Severance agreements are formed in various contexts and serve several purposes. For example, they can be negotiated by an employer and an employee as part of an orderly separation from employment, permitting an employee’s departure to be accomplished in an amicable manner. They also may arise when a company downsizes, with employees being offered a severance package as part of their involuntary termination. In this context they can cushion the blow associated with the loss of employment by providing a lump sum or periodic payments. This builds some good will for the company and allows them to go on with their business. Alternatively, when an agreement is extracted from an employer under the threat of litigation, a severance agreement can be a method of resolving a dispute without litigation.
An employee generally is not entitled to a severance agreement, as an employer is under no legal obligation to enter into one. The main exception is if the employer has an established severance plan which binds them to offer a settlement upon termination of employment. For a severance agreement to be valid, the employer must offer the employee something additional for the release from legal claims. It is not enough, for example, for an employer to ask for a release in exchange for wages, commissions, or vacation pay that the employee has already earned. Additionally, for the release to be enforceable the language must be explicit and clear, and the employee must be provided a fair opportunity to review it with a lawyer before the separation agreement is signed.
There is no standard formula for determining the amount of severance, as the negotiation for each agreement will be influenced by factors unique to each employment situation. Such factors include the length of employment of the employee, whether the employee is a salaried or an hourly worker, and the potential value of any of the employee’s potential legal claims against the employer. Although severance agreements tend to be more common among salaried employees, they can be negotiated by hourly workers as well.
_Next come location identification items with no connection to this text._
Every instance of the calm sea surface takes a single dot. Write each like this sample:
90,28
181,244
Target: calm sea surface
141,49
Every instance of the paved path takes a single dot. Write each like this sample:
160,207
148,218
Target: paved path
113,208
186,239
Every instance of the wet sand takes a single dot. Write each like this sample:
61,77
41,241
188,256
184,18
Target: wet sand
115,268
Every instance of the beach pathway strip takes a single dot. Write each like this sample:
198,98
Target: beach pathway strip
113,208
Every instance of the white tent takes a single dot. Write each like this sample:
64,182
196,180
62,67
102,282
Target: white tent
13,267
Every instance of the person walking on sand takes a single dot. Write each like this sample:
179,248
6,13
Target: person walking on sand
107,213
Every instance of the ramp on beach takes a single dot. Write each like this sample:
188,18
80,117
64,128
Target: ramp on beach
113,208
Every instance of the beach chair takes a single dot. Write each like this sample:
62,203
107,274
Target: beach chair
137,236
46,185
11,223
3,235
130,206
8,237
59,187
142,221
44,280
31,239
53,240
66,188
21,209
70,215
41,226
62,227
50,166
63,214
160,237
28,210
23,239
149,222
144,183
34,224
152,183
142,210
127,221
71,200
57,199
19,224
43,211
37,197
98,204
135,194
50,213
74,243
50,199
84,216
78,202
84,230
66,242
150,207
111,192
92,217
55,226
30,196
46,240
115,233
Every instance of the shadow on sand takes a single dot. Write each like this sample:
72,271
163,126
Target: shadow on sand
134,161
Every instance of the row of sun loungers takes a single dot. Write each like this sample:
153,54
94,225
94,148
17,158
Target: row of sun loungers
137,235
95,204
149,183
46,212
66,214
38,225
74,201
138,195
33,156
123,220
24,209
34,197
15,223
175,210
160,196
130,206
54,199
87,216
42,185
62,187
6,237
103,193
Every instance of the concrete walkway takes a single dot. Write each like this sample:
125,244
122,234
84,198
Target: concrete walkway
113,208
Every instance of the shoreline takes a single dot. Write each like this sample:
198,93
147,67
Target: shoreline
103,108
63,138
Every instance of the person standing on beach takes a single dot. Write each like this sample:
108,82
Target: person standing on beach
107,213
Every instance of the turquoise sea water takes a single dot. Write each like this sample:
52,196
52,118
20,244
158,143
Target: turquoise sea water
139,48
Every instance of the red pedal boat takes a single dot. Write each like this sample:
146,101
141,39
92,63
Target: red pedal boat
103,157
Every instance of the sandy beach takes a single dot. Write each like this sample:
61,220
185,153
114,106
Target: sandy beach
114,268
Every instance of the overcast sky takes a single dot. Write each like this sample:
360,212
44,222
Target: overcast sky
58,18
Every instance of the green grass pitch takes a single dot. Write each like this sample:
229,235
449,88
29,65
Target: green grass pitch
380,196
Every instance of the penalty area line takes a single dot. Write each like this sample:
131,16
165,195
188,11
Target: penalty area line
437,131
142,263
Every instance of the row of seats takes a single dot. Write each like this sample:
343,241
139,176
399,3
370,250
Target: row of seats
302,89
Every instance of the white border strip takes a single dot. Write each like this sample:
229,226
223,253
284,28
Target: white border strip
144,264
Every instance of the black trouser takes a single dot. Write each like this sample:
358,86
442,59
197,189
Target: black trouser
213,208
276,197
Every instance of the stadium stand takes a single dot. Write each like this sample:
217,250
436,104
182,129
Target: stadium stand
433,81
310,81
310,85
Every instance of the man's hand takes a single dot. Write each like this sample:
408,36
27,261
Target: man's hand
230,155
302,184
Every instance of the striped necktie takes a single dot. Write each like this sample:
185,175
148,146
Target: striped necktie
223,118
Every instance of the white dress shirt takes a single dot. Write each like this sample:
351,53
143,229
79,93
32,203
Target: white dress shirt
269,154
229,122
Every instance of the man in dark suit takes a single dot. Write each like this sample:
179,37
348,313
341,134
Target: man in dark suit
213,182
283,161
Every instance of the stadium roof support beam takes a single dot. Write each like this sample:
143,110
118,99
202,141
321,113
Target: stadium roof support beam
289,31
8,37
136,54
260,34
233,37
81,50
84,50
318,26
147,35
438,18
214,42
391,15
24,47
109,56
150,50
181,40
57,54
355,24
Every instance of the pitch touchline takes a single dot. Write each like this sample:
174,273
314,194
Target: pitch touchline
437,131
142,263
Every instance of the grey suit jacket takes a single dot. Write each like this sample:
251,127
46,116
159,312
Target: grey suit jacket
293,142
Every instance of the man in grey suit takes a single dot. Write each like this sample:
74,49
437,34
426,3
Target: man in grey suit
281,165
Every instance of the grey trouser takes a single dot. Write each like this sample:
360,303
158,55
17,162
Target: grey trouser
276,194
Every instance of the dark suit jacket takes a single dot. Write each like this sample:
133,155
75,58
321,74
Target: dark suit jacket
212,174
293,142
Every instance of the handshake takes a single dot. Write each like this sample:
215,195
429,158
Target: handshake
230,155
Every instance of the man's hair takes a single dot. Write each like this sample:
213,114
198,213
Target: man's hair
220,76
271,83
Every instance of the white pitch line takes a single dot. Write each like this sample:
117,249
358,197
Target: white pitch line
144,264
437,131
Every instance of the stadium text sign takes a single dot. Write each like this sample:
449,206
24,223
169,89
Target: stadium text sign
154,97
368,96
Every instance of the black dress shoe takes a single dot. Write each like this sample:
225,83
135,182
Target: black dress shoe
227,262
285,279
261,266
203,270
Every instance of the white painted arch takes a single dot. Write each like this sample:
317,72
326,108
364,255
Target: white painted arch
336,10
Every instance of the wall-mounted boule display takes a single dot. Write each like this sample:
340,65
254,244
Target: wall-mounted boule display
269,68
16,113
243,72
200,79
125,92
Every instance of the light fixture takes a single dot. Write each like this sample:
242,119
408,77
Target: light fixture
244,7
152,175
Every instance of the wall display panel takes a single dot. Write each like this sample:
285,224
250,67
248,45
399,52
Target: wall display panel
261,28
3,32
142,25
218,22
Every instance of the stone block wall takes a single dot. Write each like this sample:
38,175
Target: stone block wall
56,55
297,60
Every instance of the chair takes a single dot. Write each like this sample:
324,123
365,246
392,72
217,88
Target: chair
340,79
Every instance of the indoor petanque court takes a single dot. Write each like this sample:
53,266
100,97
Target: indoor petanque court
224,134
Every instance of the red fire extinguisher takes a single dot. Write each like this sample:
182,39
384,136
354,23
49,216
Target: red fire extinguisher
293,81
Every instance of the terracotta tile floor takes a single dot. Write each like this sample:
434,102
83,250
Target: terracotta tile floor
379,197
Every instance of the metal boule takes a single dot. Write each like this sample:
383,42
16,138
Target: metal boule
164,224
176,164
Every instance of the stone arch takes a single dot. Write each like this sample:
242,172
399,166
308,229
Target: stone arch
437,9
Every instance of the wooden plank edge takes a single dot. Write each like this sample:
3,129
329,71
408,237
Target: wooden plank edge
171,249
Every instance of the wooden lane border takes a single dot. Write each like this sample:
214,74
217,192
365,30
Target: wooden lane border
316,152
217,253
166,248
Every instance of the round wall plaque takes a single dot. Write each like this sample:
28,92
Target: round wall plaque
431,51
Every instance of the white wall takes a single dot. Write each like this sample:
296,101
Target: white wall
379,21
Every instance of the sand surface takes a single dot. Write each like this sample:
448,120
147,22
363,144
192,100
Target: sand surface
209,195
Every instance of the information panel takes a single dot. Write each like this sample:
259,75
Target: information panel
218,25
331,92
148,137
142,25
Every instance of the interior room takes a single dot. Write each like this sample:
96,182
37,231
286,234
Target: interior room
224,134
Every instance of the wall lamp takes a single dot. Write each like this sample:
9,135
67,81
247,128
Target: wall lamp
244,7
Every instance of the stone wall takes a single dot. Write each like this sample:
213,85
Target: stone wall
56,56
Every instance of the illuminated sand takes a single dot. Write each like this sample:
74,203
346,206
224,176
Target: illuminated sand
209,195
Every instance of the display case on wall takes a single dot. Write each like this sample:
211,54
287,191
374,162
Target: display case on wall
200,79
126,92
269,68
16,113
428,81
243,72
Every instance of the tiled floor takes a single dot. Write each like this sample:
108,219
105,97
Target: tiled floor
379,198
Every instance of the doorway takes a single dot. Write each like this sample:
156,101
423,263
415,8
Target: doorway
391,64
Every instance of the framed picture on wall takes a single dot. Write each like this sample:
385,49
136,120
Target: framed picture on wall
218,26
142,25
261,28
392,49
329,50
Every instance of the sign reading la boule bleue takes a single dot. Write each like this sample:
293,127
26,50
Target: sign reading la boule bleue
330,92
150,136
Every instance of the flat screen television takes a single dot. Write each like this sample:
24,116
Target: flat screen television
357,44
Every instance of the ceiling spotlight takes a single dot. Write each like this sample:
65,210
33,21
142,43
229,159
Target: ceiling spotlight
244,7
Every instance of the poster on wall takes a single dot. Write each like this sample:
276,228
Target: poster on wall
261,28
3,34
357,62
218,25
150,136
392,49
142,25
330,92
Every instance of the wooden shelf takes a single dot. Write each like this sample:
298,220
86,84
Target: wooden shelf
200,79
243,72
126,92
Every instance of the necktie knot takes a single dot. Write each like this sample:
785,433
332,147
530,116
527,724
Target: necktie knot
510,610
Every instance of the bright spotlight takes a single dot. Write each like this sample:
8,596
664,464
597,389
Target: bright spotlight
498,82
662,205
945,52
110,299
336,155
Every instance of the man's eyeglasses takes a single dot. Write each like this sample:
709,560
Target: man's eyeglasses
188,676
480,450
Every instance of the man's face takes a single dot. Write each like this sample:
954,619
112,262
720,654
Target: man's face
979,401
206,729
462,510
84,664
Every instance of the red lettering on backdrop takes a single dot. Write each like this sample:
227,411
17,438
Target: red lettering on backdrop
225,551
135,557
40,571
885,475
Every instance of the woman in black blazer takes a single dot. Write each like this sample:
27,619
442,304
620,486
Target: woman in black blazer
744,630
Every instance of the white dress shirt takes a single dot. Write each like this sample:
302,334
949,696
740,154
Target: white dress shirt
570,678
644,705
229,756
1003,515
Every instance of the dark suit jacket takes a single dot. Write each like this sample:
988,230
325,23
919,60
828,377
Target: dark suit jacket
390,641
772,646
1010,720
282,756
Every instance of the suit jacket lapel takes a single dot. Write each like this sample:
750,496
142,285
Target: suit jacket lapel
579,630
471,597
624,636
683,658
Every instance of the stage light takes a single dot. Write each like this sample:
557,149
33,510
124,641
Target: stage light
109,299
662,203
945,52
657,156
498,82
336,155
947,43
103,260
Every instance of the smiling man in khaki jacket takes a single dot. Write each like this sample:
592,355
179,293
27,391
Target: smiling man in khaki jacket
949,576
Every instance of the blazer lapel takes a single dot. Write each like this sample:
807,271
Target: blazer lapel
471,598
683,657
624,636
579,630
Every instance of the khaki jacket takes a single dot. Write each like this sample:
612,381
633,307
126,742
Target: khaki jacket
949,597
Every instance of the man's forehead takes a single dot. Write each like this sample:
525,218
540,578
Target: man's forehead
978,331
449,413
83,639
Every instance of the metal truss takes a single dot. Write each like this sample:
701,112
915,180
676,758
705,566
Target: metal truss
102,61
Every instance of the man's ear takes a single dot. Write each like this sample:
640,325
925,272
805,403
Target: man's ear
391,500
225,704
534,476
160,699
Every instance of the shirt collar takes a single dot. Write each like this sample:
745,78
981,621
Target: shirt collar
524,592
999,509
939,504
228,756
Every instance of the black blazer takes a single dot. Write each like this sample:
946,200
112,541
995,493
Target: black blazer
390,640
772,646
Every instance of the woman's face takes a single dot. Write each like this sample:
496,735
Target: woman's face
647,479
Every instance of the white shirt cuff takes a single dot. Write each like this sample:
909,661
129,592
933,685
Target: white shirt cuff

An employment lawyer can serve an important role in the negotiation of a severance agreement. The lawyer can review the agreement and evaluate its likely effectiveness under the law. Plus, the lawyer can determine whether the employer has possibly violated any of the employee’s rights, evaluate any claims the employee may have against the employer, and then attempt to leverage a larger settlement for the employee based on these claims. It is not uncommon for a lawyer to review a separation agreement, ask some questions and then determine that the employee is owed a lot of money for overtime or other unpaid wages.
In determining whether or not to sign the severance, an employee should consider the potential value and likelihood of success of the claims compared to the severance package offered by the employer. Based on this comparison the employee can then decide whether to sign the severance agreement or to pursue a claim against the employer.
Most Illinois attorneys who review severance agreements charge a flat fee to do so, usually around $1,000. In some cases the lawyers that we recommend will waive this fee when it is clear that the employee is owed more money, but most people should expect to compensate the lawyer for their time. It typically takes two hours of time for a lawyer to review a document and discuss it with the employee.